I am a great fan of Peter Fonagy, partly because he has a brilliant mind but also because he gave such a great lecture (or rather whole day of lectures) that I still remember much of what he said 7 years later….I’ve just read an interview with him in the Psychotherapist magazine (generally not a gripping read it has to be said – the UKCP‘s quarterly journal).
He summarises what ‘integrative’ therapy means to him, and as I like the way he has put things, I wanted to reproduce them here. Not being a ‘purist’ (eg Gestalt therapist or CBT therapist) means I generally have to make great effort to convey what I do.

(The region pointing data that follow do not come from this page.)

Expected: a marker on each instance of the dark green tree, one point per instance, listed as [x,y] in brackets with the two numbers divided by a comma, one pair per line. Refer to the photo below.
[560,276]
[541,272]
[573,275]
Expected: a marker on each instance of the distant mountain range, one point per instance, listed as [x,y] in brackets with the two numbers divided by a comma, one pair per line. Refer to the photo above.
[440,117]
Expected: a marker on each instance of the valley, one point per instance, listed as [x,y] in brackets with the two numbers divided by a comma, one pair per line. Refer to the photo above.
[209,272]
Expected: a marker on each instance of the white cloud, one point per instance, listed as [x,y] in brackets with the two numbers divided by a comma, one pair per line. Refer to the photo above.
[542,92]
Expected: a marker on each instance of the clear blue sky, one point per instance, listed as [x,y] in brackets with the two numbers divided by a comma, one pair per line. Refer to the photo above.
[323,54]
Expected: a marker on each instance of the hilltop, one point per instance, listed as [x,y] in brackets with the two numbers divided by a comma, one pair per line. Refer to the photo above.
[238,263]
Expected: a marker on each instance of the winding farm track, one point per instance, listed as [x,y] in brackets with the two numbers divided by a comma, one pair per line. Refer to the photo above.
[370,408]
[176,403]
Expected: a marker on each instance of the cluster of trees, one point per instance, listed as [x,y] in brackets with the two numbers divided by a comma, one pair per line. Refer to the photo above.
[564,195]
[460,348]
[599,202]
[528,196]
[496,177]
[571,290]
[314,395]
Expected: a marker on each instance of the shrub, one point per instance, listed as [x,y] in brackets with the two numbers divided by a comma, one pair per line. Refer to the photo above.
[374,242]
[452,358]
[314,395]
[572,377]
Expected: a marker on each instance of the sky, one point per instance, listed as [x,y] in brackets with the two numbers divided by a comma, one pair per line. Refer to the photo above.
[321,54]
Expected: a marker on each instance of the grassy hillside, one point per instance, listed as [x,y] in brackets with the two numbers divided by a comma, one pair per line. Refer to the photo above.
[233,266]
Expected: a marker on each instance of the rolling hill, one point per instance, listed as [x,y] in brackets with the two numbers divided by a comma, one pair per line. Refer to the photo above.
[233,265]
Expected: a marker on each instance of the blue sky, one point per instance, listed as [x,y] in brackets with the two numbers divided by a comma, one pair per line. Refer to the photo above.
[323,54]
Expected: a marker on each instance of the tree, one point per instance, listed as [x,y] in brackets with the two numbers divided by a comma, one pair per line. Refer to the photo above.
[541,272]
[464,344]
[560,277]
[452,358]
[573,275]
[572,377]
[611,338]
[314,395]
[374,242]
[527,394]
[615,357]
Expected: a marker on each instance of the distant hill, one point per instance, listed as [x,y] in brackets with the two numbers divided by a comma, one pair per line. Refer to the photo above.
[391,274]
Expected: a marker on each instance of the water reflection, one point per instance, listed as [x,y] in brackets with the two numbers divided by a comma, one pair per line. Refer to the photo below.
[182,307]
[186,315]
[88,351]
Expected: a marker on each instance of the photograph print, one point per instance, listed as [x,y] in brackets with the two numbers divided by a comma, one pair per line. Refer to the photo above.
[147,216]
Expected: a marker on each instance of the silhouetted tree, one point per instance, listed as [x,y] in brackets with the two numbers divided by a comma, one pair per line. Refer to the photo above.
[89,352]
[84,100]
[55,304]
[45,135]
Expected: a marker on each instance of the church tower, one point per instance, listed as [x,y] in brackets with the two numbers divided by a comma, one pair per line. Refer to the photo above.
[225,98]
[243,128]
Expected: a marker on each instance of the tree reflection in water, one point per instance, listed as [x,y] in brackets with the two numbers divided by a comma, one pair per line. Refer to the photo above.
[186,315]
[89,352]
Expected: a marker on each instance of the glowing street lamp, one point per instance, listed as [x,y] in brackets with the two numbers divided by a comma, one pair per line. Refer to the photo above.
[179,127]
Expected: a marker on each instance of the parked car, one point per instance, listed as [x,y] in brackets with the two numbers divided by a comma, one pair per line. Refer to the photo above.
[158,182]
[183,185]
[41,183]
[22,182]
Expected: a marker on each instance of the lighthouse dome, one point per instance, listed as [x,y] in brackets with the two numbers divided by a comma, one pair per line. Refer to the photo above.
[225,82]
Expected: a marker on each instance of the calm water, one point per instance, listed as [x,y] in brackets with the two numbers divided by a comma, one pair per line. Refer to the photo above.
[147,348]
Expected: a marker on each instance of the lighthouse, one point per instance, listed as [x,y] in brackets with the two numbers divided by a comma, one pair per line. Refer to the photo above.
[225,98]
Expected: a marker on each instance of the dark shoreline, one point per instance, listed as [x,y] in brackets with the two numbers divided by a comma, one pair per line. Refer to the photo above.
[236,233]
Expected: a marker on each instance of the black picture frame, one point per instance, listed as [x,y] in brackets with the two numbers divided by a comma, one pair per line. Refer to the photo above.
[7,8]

There’s no neat ‘treatment’ that, say, analysts describe. Fonagy thinks there are three main ingredients to a successful psychotherapy: attachment, mentalising and compassion.
‘Attachment’ here refers to the trust any client must have in her therapist, which is clearly a difficult and counter-intuitive experience as she won’t know her/him from the off. This trust is sometimes described as the ‘therapeutic alliance’ or ‘collaborative stance’. Fonagy puts it in these terms: the therapist and client co-create this attachment relationship (which has infantile origins) via a number of subtle and important behaviours, that are mostly immeasurable by scientific standards. These include the therapist being emotionally ‘contingent’ in response to the client’s story and point of view. If you (therapist) take an interest in me, this creates, biologically, an attachment relationship between the two of us. I look to you to soothe my distress and this will elicit care from you (just as a mother responds to her child).
‘Mentalising’ is an ugly word but a sophisticated concept that Fonagy has written loads on. It involves a therapist being able to create in her mind some image of her client’s mind and is crucial for therapy. She must also communicate in such a way that the client is facilitated in organising her mental world. Experiencing anyone making sense of my thoughts and feelings help me organise myself – in distress I may even ask someone to think for me.
Lastly, but by no means least is compassion. This is another big and favourite topic of mine, written about here.
I agree with something else he says ‘I am totally signed up to psychotherapy regardless of modality’.